Quelles sont les options offertes aujourd’hui à l’agriculture pour réduire le recours aux intrants (engrais et pesticides), et ainsi préserver l’environnement et la qualité des eaux ? Les chercheurs de l’unité Agronomie du centre INRA de Versailles-Grignon développent des méthodes pour concevoir et évaluer des systèmes de culture répondant aux enjeux du développement durable. Ils ont notamment pour objectif de faire évoluer les pratiques agricoles de manière à limiter l’utilisation des intrants (pesticides, engrais) et ainsi leurs impacts sur l’environnement, en particulier sur la pollution des eaux.
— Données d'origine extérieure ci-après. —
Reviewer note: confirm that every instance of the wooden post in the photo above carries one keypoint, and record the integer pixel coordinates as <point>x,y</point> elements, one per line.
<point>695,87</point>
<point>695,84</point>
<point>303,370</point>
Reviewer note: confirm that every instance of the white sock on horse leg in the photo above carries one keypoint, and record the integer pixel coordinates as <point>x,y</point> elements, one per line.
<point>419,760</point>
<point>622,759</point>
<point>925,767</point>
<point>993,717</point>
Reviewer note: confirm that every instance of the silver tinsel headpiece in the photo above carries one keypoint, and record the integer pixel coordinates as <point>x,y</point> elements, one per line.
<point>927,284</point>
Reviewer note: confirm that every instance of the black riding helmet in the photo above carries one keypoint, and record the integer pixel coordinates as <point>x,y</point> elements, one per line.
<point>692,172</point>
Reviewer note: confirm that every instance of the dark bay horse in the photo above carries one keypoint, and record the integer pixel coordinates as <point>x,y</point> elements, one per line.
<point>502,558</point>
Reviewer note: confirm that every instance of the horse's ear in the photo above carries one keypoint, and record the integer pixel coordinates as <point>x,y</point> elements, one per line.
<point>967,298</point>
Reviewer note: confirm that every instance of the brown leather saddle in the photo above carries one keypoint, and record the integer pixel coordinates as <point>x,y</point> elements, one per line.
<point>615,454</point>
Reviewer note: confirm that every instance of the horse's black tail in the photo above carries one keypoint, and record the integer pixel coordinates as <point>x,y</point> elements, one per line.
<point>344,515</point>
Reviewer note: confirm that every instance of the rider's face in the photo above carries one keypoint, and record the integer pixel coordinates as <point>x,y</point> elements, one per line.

À partir d’un diagnostic des pratiques agronomiques actuelles et passées, ils mobilisent différents leviers techniques pour mettre au point des systèmes de culture innovants : élaboration de stratégies défavorables au développement des bio-agresseurs (maladies, ravageurs, mauvaises herbes…), combinaison de pratiques culturales "alternatives" (protection intégrée des cultures, associations d’espèces…). Certains systèmes de culture innovants sont testés expérimentalement pour quantifier leurs performances et évaluer leur faisabilité. L’unité met en place et gère également des réseaux d’essais mettant en comparaison différents itinéraires techniques (combinaison des interventions sur une culture) chez des agriculteurs, sur blé et colza notamment.


Limiter l’utilisation des pesticides et des engrais

Pour réduire le recours aux produits phytosanitaires et les risques de pollution des eaux de surface et des nappes souterraines, les chercheurs préconisent trois principes : 1. améliorer les conditions de leur usage en utilisant la bonne dose au bon moment ; 2. introduire des pratiques "alternatives" non chimiques aux pesticides ; 3. repenser et combiner les pratiques défavorables aux bio-agresseurs. Par exemple, la lutte physique, par le travail du sol, constitue des leviers pour gérer les mauvaises herbes : déchaumage précoce (travail du sol destiné à enfouir les chaumes et restes de paille pour en favoriser la décomposition), faux semis (préparation du sol pour faire germer les mauvaises herbes et les détruire dès leur germination), désherbage mécanique… D’autres choix agronomiques peuvent réduire le risque de développement de maladies au sein de la culture : lutte biologique, choix de variétés résistantes, date et densité du semis, associations variétales et organisation paysagère, agissant comme barrage contre les maladies et les ravageurs.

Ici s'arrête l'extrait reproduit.